10. Juli 2012 um 19:45 Letzte Antwort: 11. Juli 2012 um 8:17

Hallo!

Ich hab mich jetzt schon ein paar Mal hier ausgeweint... Mein Sohn ist kein leichtes Baby.. war bestimmt 17 Wochen ein Schreibaby (dann beim Osteopathen und es wurde besser ). Naja, aber charakterlich ist er auch schwierig, oder nennen wir ihn "anspruchsvoll", das klingt netter

Naja, wir haben den verflixten 19-Wochen-Schub hinter uns gelassen und er kann echt viel Neues, jeden Tag mehr... Aber was er nicht mehr kann und ich habe das Gefühl es wird NOCH schlimmer, er kann nicht mehr mehr als 2h am Stück schlafen. Und er kann nur im Kiwa oder in der Trage einschlafen (am Tag) und NUR beim Stillen. Das heißt nachts ist alle 1-2h stillen angesagt.
Daran hab ich mich so einigermaßen gewöhnt, weil ich die leise Hoffnung habe, dass es irgendwann besser wird (auch dank euch).
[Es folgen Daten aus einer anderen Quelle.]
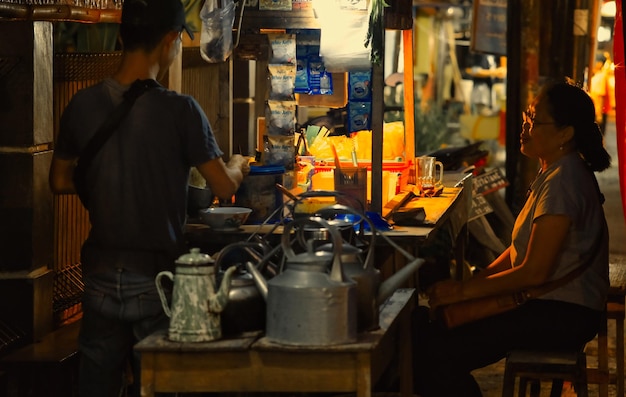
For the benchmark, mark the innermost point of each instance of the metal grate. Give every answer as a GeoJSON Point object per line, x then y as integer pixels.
{"type": "Point", "coordinates": [9, 336]}
{"type": "Point", "coordinates": [68, 290]}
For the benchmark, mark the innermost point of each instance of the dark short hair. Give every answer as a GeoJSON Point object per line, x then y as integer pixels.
{"type": "Point", "coordinates": [570, 105]}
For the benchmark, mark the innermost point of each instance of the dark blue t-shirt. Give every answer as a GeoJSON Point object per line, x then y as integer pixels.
{"type": "Point", "coordinates": [138, 180]}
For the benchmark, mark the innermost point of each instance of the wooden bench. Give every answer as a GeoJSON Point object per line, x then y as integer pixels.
{"type": "Point", "coordinates": [48, 367]}
{"type": "Point", "coordinates": [536, 366]}
{"type": "Point", "coordinates": [615, 310]}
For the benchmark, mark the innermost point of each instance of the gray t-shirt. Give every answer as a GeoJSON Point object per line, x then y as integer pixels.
{"type": "Point", "coordinates": [568, 188]}
{"type": "Point", "coordinates": [138, 181]}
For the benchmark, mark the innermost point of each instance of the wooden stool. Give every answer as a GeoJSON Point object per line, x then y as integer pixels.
{"type": "Point", "coordinates": [615, 310]}
{"type": "Point", "coordinates": [536, 366]}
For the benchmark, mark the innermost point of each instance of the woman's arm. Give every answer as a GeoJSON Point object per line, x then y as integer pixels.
{"type": "Point", "coordinates": [544, 247]}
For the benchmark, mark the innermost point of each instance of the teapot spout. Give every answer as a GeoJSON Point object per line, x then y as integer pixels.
{"type": "Point", "coordinates": [259, 280]}
{"type": "Point", "coordinates": [390, 285]}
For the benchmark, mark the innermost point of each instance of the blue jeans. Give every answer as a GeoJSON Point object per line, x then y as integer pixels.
{"type": "Point", "coordinates": [119, 309]}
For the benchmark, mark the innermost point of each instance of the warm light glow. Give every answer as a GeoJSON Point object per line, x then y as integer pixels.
{"type": "Point", "coordinates": [604, 34]}
{"type": "Point", "coordinates": [608, 9]}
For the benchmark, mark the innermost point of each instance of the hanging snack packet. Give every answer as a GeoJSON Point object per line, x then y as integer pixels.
{"type": "Point", "coordinates": [359, 116]}
{"type": "Point", "coordinates": [307, 43]}
{"type": "Point", "coordinates": [359, 86]}
{"type": "Point", "coordinates": [280, 150]}
{"type": "Point", "coordinates": [282, 79]}
{"type": "Point", "coordinates": [282, 48]}
{"type": "Point", "coordinates": [280, 117]}
{"type": "Point", "coordinates": [320, 80]}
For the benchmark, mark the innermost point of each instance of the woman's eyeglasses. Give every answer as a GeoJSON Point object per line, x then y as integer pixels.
{"type": "Point", "coordinates": [529, 119]}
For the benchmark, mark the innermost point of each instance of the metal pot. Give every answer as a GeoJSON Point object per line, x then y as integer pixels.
{"type": "Point", "coordinates": [245, 311]}
{"type": "Point", "coordinates": [307, 305]}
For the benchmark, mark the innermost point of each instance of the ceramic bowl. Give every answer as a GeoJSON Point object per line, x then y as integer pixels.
{"type": "Point", "coordinates": [225, 218]}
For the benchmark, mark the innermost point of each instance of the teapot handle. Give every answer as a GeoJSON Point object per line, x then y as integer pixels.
{"type": "Point", "coordinates": [160, 275]}
{"type": "Point", "coordinates": [336, 271]}
{"type": "Point", "coordinates": [248, 247]}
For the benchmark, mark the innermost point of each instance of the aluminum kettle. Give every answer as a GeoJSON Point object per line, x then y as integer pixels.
{"type": "Point", "coordinates": [371, 291]}
{"type": "Point", "coordinates": [196, 305]}
{"type": "Point", "coordinates": [311, 302]}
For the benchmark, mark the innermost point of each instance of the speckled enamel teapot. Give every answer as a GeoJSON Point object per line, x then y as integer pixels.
{"type": "Point", "coordinates": [196, 305]}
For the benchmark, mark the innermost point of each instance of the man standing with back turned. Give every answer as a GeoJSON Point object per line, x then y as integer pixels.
{"type": "Point", "coordinates": [137, 188]}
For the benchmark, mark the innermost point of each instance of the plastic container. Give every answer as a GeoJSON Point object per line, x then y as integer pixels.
{"type": "Point", "coordinates": [258, 191]}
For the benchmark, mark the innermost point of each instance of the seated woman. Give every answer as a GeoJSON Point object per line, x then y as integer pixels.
{"type": "Point", "coordinates": [561, 227]}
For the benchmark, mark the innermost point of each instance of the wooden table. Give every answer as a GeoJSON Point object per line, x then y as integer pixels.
{"type": "Point", "coordinates": [254, 364]}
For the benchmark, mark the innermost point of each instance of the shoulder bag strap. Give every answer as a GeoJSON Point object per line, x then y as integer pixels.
{"type": "Point", "coordinates": [551, 285]}
{"type": "Point", "coordinates": [110, 124]}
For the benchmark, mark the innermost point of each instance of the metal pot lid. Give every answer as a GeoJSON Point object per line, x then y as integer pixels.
{"type": "Point", "coordinates": [195, 258]}
{"type": "Point", "coordinates": [317, 257]}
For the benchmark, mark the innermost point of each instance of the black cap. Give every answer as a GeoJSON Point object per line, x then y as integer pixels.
{"type": "Point", "coordinates": [155, 13]}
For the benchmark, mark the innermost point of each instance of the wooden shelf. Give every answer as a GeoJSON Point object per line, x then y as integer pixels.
{"type": "Point", "coordinates": [61, 12]}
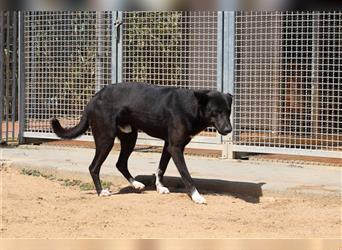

So, nun aber zum Kernproblem:
Mein Mann hat seinen Job verloren, die Firma ist nun doch pleite gegangen Eigentlich wäre ich bis Februar in Elternzeit gewesen, aber aufgrund dieser Situation und da wir uns keinen Verdienstausfall leisten können, muss ich doch wieder ab September arbeiten gehen (GsD macht mein Arbeitgeber mit und nimmt mich früher wieder zurück).
Aber: meine Arbeitszeit geht bis 21 Uhr abends...mein Spatz will momentan aber zwischen 18 und 19 Uhr ins Bett.
Mein Mann ist echt ein toller Papa und er meinte auch schon, er freut sich irgendwie (obwohl die Situation mehr als besch... ist) sein Baby mehr zu sehen
Aber egal wie aufopferungsvoll er ist, er hat keine Brust.
Flasche? Schnuller? Schön wäre es, aber nimmt er nicht.
Wie soll er denn da schlafen?? Ich hab echt alles probiert, daneben liegen und ihn drücken/ nicht drücken, singen, summen, schaukeln, tragen, echt alles...nichts hilft. Er schreit, wie abgestochen, als würde ich ihm schlimmes antun.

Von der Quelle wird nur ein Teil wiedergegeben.